Fine-tuning is a well-established way to smooth over damage resulting from ablation. I'm curious why you picked DoRA.

I should get around to documenting my layer selection choice on the relevant model card, which was admittedly empirical and bespoke.

I should have taken better notes regarding my final Gemma 3 12B work, but it appears that I took the measurement from layer 29 (which looked good in charting) and ablated it from layers 11-41, scale 1 throughout; I threw in sparsity 0.001 to layers 35-41, but that may have not have been necessary. Geometric preservation allowed the model to retain most of its knowledge despite the extent of intervention.

Let me know whenever you make your paper available. I'd be interested to see your findings!

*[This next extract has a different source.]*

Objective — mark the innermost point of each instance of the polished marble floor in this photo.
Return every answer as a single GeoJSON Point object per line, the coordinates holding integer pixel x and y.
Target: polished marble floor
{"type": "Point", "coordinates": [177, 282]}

Activations are measured for all layers in one pass, as the cost is only a bit more RAM to hold the results; no significant cost in inference time. This is done for measuring compliance and refusal activations. Directional difference is computed within each layer.

For intervention/ablation, the YML file allows an N-to-M mapping. I can pick 3-4 (notionally high relevance) layer measurements to apply to sequential chunks, with the heuristic that the source measurement layer being closer to the target intervention layer will hopefully limit unwanted side-effects. One could apply each refusal measurement to the same layer, but that approach doesn't provide the most effective ablation in my experience. There's something deeper going on which I've not yet been able to characterize.